NICK DERISO: On this, their second release, the Bluerunners were not so much tinkering with their tough southern-Louisiana sound, as they were utterly revamping it.
“Chateau” (on the terrific old Monkey Hill label) was to traditional Cajun what punk music was to rock — a whole new version, but born ragged and real. There was a hard, very guitar-oriented attack (the lead here is singer Mark Meaux) on every tired, roots-music assumption here.
While you still sense the occasional chanky-chank beat or the wisp of a squeeze box deep in the mix, it’s not nearly as overt as their self-titled debut. Where the first album was one-part Clifton Chenier and one-part Clash, “Chateau” burns a cleaner fuel: These guys were playing rock, and tearing it up.
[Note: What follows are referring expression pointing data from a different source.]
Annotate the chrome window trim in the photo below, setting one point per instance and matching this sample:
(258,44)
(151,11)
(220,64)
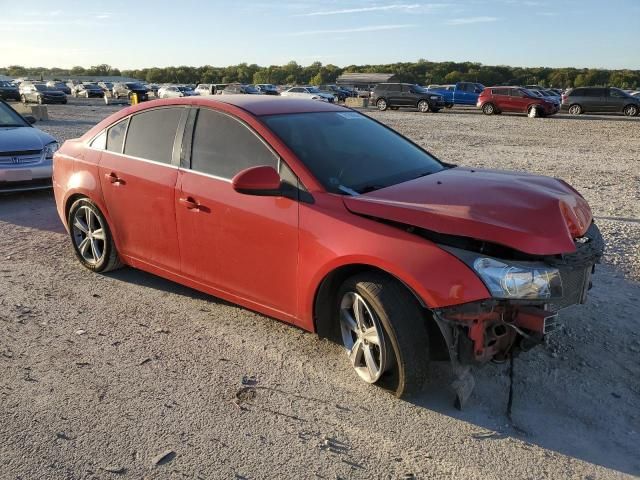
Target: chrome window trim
(208,175)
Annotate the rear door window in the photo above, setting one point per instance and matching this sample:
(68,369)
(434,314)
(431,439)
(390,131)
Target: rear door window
(152,133)
(594,92)
(223,146)
(115,136)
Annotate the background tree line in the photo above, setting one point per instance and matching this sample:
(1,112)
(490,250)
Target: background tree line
(421,72)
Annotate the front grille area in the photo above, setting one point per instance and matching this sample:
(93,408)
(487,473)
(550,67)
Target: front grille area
(28,157)
(576,268)
(575,283)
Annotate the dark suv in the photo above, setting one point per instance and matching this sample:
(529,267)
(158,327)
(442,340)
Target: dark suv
(600,100)
(124,90)
(396,95)
(8,91)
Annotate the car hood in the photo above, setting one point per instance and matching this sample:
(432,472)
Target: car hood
(17,139)
(529,213)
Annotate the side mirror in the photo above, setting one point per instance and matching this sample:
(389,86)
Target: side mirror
(262,180)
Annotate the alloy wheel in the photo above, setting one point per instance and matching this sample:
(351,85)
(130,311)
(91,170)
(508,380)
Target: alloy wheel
(362,337)
(89,235)
(488,109)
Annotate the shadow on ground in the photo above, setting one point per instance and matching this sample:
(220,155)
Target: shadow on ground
(35,209)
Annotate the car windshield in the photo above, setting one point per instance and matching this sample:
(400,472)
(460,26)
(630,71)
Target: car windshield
(9,118)
(349,153)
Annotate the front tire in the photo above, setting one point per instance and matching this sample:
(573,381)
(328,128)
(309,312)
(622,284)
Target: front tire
(488,109)
(91,238)
(384,332)
(575,110)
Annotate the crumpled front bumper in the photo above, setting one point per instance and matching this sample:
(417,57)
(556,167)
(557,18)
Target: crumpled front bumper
(494,329)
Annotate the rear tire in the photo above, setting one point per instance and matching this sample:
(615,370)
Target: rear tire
(392,315)
(423,106)
(575,109)
(91,238)
(488,109)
Yet there is something very interesting about their Atchafalaya attitude, and that’s what made this band remarkable.
Certainly no other of the then so-called alternative groups was inserting an accordian into the mix — as with “Invitation” on this disc. And none could do it with the muscular authority of the Bluerunners, even if they had dared.
I missed the in-yer-face frattoir work that marked their torrid performances at Lafayette’s Grant Street Dancehall, but that had already been done.
A rare, rare find, this is: The Cajun record that sounds anything but old-fashioned.